Razielle curled up on the corner of the couch. He watched the TV for a moment, not really paying attention or hearing it. "When did you quit?" He asked softly, nodding to Simon's shaking hands.
"Today. I've tried a few times before, but it's really fucking hard. I flushed them all down the toilet, so that's something," he said, his tone flat. He tipped his head, closing his eyes, like maybe that would make his headache go away.
Raz nodded "it's a good start, far more than what I've seen others tried, but to each there own." He peeked at the cup of tea on the table. "What made you want to stop?"
"I don't know. Maybe just to prove I can.
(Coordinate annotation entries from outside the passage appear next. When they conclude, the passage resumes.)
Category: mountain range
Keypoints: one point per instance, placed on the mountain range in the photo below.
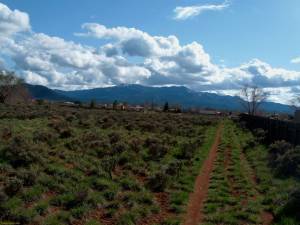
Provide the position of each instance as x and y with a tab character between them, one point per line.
138	94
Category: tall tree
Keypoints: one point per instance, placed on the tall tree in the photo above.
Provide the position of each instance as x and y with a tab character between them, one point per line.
295	103
252	97
10	85
166	107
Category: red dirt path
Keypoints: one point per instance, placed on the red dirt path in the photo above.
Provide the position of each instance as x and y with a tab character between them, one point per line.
194	213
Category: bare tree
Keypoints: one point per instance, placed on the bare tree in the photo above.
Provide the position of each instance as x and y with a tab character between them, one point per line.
11	85
252	97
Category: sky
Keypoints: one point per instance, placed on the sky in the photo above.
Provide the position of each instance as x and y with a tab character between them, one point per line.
206	45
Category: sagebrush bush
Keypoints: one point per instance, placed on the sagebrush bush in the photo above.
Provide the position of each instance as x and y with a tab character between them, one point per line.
28	176
292	206
157	151
277	149
12	186
288	164
44	136
21	153
186	151
158	182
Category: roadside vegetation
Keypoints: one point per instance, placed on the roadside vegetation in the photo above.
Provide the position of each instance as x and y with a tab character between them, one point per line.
70	165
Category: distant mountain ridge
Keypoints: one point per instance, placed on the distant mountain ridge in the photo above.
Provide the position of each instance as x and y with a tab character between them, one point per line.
138	94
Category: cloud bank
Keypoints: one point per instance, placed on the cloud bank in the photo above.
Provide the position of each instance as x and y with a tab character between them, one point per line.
183	13
162	60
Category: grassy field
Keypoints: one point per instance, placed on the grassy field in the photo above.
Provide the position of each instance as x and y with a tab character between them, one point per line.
62	165
68	165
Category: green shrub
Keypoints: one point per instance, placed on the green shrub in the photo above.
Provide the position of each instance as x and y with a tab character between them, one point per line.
292	206
278	149
41	208
70	200
158	182
127	218
28	176
21	153
13	186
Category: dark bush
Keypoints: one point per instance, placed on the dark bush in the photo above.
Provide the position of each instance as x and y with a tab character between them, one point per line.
21	153
157	151
186	151
278	149
6	133
27	176
70	200
174	168
114	137
136	144
13	186
289	163
158	182
44	136
292	206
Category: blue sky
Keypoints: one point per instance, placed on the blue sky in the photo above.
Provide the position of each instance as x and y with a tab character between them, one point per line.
244	40
268	29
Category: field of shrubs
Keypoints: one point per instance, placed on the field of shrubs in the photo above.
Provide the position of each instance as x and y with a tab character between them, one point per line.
81	165
74	165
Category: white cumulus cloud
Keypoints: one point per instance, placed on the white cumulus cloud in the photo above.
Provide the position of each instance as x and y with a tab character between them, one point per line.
162	60
12	21
186	12
296	60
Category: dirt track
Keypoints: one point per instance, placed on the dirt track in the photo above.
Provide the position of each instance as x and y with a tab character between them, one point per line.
194	214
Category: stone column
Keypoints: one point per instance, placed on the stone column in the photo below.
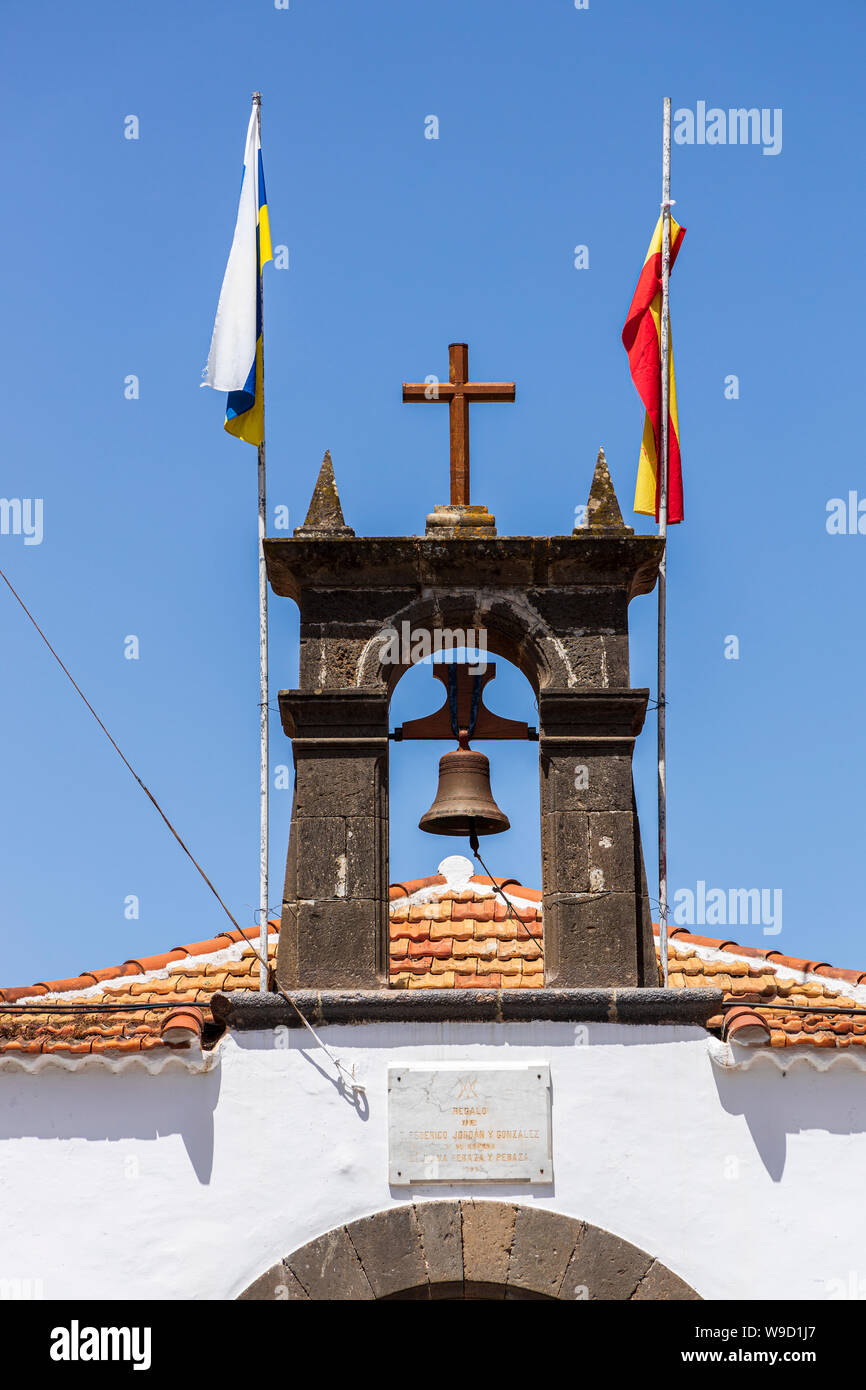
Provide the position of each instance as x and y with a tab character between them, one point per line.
334	930
598	929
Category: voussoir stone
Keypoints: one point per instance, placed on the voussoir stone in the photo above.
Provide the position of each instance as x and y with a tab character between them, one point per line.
328	1268
541	1251
488	1232
277	1285
603	1266
441	1232
662	1285
389	1250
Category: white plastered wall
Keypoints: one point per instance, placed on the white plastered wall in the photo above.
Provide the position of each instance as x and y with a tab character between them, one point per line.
745	1183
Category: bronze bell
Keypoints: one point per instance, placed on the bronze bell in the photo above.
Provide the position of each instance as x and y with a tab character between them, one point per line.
464	804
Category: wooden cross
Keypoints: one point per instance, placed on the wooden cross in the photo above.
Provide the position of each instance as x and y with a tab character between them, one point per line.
458	392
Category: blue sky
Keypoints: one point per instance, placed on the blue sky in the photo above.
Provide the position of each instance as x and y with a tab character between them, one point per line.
549	138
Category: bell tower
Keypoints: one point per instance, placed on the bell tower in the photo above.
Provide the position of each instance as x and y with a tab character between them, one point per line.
558	608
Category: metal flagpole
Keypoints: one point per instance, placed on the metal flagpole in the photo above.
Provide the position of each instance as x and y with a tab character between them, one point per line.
663	535
263	658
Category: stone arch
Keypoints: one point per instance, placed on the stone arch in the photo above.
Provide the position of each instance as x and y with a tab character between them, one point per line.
516	630
469	1248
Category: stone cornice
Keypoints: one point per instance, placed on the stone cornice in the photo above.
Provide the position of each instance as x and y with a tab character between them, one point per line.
246	1009
298	563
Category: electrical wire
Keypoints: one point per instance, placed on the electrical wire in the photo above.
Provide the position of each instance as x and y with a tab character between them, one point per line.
182	844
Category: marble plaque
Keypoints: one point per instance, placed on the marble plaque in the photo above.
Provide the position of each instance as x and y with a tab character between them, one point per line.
458	1122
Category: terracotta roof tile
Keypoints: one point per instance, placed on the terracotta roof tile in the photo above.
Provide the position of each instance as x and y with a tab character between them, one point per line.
488	944
182	977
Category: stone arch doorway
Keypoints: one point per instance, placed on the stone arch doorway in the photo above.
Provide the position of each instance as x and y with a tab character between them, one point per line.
455	1250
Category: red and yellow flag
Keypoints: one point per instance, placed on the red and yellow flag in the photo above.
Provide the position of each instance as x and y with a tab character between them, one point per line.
642	342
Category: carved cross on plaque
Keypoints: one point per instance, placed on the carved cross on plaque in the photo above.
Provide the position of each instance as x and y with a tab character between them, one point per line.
458	392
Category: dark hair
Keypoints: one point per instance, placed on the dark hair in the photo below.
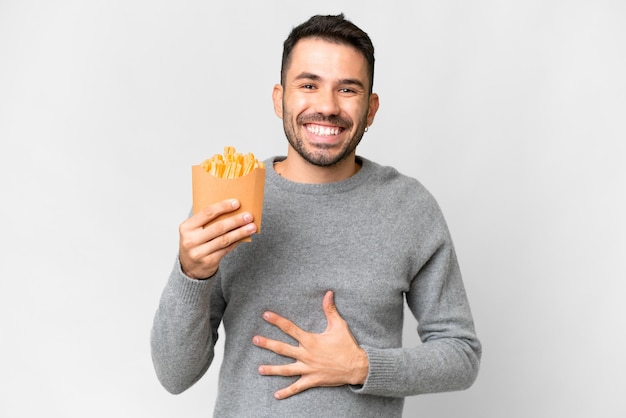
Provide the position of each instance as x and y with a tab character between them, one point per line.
334	29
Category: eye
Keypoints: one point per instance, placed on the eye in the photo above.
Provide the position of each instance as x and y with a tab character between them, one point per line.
347	91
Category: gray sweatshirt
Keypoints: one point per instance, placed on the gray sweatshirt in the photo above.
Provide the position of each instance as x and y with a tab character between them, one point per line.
375	239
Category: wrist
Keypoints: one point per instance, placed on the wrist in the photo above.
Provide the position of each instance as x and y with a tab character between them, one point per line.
360	368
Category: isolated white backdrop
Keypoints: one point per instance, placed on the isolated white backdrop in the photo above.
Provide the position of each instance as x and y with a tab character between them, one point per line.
510	112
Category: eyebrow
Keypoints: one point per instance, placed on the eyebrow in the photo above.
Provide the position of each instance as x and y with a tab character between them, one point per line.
342	81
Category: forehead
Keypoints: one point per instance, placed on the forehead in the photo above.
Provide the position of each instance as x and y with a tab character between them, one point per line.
327	59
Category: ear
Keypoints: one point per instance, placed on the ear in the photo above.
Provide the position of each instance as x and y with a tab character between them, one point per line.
277	98
373	108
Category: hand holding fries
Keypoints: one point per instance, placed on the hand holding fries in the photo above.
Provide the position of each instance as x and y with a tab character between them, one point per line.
205	240
217	226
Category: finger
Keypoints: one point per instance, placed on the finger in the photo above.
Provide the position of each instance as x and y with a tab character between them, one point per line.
213	211
285	325
286	370
330	309
278	347
216	236
293	389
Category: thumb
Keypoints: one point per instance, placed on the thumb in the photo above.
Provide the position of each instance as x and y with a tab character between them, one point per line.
330	309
It made me hate myself, sort of. I wish I could just stop, you know. Without the itchy feeling inside, and the shaking." He shrugged. "I guess it will all go away soon. Will you turn the heat up more?"
"it is always easier to start something than stop it, especially so suddenly. The sypmtoms will take a while to dissipate." He nodded and stood, wings relaxing behind him and turned up the heat. "Any higher and we'll catch the place on fire." He joked, taking the mostly full tea cup and bringing it to the kitchen. "The best thing you can do is try and continue your daily routine. And that includes sleep."
"I can't sleep," he said without his usual sting behind his words. "I'm tired, but I'm too cold. I don't sleep that much usually anyway." He shifted on the couch, curling in on himself tighter, pressing his hands together to stop the shaking.
"that explains your pissy mood half the time." Raz muttered, settling back down on the couch. He looked over at Simon for a few moments before patting the couch cushions beside him. "Lie down."